"Butch Cassidy & The Sundance Kid" by Yojimbo
Yojimbo - wrote on 01/20/12
Legendary outlaws Butch and Sundance rob one too many trains and an elite force of lawmen force them to relocate to Bolivia. Yet another of Hollywood's romantic reinterpretations of history featuring outlaws who are lovable rogues who don't want to hurt anyone, George Roy Hill's classic western actually features little in the way of gunplay (although the final shoot out is well worth waiting for). The core of the film is Butch and Sundance's enduring friendship and as such it concentrates far more on warmth and humour than bullets and blood; in fact you have to wait til near the end before a single shot is fired. Often when two major stars are paired up, ego prevails and one-upmanship can ruin any potential on-screen chemistry, but once in a while two stars can strike up chemistry that is pure cinematic gold.
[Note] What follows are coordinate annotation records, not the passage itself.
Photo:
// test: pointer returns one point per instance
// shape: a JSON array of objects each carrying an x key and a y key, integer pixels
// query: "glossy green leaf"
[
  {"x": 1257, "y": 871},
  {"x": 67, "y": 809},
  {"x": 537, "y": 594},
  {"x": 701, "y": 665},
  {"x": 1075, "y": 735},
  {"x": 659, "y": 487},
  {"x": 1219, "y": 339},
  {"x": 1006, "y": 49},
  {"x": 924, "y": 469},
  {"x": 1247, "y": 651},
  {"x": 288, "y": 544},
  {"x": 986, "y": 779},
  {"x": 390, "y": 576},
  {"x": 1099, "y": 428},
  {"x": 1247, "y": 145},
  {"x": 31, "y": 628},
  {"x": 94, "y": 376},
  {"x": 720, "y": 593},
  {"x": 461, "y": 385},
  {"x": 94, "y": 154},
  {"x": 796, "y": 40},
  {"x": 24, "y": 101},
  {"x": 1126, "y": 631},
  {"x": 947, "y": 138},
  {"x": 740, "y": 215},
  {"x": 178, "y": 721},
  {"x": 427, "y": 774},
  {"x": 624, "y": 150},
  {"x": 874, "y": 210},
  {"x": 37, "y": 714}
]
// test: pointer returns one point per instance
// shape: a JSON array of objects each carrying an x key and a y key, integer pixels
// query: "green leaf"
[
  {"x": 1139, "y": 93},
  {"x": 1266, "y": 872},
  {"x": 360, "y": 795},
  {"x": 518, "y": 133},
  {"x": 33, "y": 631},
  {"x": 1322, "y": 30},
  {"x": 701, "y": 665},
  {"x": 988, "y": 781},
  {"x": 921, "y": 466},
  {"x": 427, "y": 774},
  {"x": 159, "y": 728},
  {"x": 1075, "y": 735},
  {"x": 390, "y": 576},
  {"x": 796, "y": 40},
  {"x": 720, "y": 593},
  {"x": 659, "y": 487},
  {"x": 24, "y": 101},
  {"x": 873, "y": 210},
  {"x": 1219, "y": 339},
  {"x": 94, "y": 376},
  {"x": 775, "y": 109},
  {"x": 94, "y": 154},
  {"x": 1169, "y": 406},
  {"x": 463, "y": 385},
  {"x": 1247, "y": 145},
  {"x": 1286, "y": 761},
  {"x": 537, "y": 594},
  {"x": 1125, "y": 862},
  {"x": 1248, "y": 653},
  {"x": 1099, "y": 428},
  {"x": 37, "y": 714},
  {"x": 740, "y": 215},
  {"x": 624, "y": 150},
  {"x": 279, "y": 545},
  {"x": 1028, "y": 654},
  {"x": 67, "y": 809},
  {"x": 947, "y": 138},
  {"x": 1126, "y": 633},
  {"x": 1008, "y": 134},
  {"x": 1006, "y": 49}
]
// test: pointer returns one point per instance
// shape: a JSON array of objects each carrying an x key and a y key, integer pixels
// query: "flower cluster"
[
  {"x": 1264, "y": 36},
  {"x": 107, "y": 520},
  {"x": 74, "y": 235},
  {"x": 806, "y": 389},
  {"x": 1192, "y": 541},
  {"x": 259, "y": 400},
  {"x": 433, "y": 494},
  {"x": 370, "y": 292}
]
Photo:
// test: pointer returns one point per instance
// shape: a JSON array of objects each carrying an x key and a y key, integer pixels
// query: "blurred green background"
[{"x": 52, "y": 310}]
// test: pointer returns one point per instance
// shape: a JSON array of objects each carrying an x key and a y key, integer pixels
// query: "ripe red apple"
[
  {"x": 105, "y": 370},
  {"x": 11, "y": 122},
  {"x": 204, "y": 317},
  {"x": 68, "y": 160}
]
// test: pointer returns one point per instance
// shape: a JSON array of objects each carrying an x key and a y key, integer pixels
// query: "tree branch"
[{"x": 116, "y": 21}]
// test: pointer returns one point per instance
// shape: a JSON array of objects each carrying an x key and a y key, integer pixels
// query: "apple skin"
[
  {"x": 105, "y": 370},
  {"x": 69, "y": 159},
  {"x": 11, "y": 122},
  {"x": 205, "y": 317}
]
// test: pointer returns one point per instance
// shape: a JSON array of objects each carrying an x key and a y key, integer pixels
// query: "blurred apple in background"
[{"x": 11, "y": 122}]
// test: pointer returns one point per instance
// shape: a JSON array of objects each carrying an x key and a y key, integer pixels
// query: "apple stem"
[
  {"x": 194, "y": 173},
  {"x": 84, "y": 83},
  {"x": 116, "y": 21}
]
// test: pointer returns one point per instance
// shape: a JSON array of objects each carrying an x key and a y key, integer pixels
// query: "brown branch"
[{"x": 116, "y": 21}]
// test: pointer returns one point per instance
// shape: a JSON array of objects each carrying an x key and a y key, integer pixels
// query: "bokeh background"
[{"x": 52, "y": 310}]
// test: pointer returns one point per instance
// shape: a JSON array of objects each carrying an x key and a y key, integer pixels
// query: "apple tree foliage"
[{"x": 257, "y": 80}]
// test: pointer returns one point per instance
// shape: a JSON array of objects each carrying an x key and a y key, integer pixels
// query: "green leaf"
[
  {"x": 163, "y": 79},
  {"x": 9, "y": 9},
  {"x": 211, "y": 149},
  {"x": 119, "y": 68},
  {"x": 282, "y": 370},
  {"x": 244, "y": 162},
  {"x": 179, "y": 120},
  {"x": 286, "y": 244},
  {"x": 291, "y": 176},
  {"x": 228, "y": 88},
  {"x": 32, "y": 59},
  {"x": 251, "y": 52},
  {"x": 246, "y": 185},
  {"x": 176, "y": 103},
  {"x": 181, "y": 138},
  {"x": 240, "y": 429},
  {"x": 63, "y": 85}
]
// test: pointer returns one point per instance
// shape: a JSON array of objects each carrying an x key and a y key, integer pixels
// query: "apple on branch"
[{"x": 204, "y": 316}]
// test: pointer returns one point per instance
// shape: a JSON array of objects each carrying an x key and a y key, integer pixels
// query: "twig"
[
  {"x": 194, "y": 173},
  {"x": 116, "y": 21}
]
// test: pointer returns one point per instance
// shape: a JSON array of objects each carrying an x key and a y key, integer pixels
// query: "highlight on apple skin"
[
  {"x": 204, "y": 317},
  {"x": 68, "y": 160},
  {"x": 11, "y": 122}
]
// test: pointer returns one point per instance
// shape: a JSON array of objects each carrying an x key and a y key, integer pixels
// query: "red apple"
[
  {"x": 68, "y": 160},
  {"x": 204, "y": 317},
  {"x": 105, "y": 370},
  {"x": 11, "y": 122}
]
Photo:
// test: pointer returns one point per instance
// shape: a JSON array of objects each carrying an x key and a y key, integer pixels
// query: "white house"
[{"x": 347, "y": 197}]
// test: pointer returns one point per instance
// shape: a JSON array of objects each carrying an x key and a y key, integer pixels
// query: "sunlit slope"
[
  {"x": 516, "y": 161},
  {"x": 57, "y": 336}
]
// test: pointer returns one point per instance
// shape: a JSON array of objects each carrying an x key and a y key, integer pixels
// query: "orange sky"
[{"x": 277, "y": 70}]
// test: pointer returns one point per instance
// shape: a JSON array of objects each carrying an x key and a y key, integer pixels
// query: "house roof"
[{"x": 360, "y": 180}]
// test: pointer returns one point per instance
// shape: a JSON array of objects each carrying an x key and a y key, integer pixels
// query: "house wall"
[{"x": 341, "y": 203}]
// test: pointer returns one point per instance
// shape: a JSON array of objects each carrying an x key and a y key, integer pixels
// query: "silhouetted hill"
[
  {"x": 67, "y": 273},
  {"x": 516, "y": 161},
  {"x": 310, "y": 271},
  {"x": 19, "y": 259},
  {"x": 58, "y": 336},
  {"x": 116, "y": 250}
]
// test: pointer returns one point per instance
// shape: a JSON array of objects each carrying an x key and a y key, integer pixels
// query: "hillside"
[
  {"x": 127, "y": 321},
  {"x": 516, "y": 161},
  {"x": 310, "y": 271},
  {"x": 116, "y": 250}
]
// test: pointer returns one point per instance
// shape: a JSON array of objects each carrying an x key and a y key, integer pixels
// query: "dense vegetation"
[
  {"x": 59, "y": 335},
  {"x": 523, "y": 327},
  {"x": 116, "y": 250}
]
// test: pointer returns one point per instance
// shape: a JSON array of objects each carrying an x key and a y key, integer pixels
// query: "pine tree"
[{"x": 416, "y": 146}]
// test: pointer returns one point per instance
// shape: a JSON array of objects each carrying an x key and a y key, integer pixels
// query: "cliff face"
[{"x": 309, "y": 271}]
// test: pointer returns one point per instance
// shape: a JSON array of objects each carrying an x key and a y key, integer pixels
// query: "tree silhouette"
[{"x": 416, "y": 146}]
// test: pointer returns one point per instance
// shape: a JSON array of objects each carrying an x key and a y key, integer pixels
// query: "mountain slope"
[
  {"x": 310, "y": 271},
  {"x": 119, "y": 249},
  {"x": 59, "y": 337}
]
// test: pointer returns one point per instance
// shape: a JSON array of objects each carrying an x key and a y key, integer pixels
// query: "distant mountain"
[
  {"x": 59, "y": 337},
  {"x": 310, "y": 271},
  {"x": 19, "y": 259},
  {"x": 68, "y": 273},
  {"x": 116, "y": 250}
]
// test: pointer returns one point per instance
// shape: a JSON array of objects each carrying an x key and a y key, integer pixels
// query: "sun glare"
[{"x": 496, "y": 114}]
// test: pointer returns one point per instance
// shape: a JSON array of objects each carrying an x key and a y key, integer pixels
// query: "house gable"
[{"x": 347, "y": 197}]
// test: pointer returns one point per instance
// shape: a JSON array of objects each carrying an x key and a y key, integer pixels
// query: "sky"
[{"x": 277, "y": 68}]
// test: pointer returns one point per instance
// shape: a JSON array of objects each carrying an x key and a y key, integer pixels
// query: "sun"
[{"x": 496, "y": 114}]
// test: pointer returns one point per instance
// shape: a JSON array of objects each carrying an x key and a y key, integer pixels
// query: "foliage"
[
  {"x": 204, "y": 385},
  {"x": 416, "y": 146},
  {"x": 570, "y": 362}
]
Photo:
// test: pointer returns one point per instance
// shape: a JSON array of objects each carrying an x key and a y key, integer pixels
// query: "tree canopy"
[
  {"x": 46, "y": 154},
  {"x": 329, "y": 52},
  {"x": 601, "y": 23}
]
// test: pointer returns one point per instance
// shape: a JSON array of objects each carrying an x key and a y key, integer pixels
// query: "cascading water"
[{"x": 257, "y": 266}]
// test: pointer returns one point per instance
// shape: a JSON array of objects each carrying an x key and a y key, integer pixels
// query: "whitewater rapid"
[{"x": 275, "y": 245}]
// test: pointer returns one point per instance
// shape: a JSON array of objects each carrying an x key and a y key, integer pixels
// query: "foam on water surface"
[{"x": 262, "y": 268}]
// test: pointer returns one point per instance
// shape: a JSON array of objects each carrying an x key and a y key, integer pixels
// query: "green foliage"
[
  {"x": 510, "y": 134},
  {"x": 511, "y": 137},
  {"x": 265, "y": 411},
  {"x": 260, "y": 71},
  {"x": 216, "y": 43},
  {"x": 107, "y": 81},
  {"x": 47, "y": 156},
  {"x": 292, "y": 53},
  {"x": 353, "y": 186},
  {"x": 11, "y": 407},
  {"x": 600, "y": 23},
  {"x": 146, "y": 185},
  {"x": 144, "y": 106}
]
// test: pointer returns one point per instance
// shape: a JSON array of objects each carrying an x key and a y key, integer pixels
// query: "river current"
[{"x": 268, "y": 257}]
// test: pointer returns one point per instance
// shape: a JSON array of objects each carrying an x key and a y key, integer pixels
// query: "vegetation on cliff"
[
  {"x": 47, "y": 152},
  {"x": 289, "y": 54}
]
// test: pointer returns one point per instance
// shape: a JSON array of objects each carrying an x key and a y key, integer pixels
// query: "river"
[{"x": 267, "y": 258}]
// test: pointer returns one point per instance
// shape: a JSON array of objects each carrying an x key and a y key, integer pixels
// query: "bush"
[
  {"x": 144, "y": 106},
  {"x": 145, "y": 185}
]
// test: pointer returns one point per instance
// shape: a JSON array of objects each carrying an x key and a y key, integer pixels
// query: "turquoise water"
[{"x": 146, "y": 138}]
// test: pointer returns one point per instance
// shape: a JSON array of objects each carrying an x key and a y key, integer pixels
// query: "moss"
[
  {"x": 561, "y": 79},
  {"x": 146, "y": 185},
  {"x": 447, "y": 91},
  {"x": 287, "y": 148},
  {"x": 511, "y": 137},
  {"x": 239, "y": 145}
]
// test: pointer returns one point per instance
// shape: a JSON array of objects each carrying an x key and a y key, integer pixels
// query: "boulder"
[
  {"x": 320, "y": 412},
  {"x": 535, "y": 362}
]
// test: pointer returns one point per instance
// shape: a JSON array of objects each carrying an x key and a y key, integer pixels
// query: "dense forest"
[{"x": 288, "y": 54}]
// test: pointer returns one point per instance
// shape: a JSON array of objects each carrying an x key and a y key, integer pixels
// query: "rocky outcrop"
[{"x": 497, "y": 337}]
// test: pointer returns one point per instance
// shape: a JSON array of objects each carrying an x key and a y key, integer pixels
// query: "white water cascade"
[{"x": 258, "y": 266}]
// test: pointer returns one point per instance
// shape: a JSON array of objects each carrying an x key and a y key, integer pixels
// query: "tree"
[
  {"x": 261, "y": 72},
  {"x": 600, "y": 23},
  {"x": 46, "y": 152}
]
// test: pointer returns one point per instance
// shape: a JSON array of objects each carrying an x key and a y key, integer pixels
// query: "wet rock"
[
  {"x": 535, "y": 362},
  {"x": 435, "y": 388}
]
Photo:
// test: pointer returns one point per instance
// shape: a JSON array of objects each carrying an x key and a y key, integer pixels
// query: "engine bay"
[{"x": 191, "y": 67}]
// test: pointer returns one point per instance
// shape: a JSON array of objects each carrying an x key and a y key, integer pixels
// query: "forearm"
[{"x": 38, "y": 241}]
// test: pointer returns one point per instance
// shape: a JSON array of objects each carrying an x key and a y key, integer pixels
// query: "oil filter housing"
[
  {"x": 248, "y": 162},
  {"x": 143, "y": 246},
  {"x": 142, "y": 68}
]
This is the case with Newman and Redford (a partnership obviously and consciously aped by Clooney and Pitt in the Ocean's films), and its a shame they didn't make more films together. The dialogue is always witty and fun, and the characters are all very endearing; even the romance with Katharine Ross is refreshingly schmaltz-free and understated, and is all the more charming for it. The only dark cloud on the horizon are the cornball musical interludes which some may find some kitsch enjoyment in, but I personally found them dated and unnecessary. This flaw is minor compared to the hugely entertaining whole and it features one of the best endings ever filmed.